Encore une fois un magnifique article, très fouillé, qui explore cette vie unique bien au-delà de sa seule personne.
J’ai appris une foule de choses, dont une spécialement qui m’a beaucoup touchée: elle s’est éteinte le jour de mon anniversaire. C’est idiot mais ça me rapproche encore plus d’elle, dont j’admire infiniment le travail.
Chapeau bas, Monsieur!
Oh! Merci beaucoup Francine!
Merci Antoine pour ce nouvel article toujours aussi riche et bien fait que les précédents.
Intéressant d’avoir choisi la chronologie de la vie de Vivian Maier de façon à mieux comprendre la femme qu’elle était et les influences dont elle s’est nourri.
Merci Jean-Michel!
Encore un très bon article, cette fois sur une fabuleuse photographe.
C’est toujours un plaisir de lire sur lephotographeminimaliste.fr, que l’on connaisse ou non le (la) photographe cité(e), on y apprend forcément quelque chose.
Merci Christian!
Comme d’habitude vous m’avez enchanté par votre présentation d’artiste, au plus près de leur âme de créateur.
Rêver la vie des autres, c’est sublimer la sienne. Votre amoureuse a bien de la chance…
Merci Gérard!
J’ai aussi pas mal de chance 😉
Merci pour ce très bel article extrêmement bien ficelé et documenté.
Toujours un plaisir de vous lire!
Merci Roland!
Grand merci pour cette superbe biographie et analyse.
Une « découverte » extrêmement stimulante le long de mon cheminement photographique.
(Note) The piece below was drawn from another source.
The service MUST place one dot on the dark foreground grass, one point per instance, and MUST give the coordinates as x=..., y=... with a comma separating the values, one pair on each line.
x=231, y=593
Et avec toute mon admiration pour la qualité de ce travail. Je comprends combien votre « amoureuse » doit être tenace et patiente.
Merci Jean! Elle l’est 🙂
Magnifique article, bravo! Le meilleur que j’aie lu sur elle!
Merci beaucoup Cécile!
Palpitant pas d’autres termes ! Mais… comme à l’habitude. Merci.
Merci Marie-Christine!
Merci pour cet article ! Ça remet les pendules à l’heure sur un phénomène médiatique que tout le monde croit connaître.
Le parallèle avec l’histoire de la photo et la formation de Vivian est très intéressant.
Merci Bruno!
Bonjour Antoine,
Je viens de découvrir récemment l’histoire de Vivian Maier. Par un ami qui m’a parlé d’elle. Je suis allé voir sur Google.
J’ai lu un peu son histoire, sa psychologie, sa famille et son époustouflante photographie !
À travers ses photos, je ressens beaucoup d’émotions. Et j’ai même fondu en (petites) larmes, je ne sais pas pourquoi, c’est inexplicable !
Elle a un grand talent et se débrouille très bien avec ses appareils argentiques. C’est incroyable ! Je suis fasciné par elle et ses photos.
Merci Antoine pour ton article !
PS: la prochain expo en France sera quand ? Merci.
Merci Olivier !
C’est toujours émouvant de découvrir un ou une photographe qui nous touche autant.
J’ai vérifié si Vivian Maier était exposée en France. Elle l’est jusqu’au 29 mai 2022 au musée des Beaux-Arts de Quimper.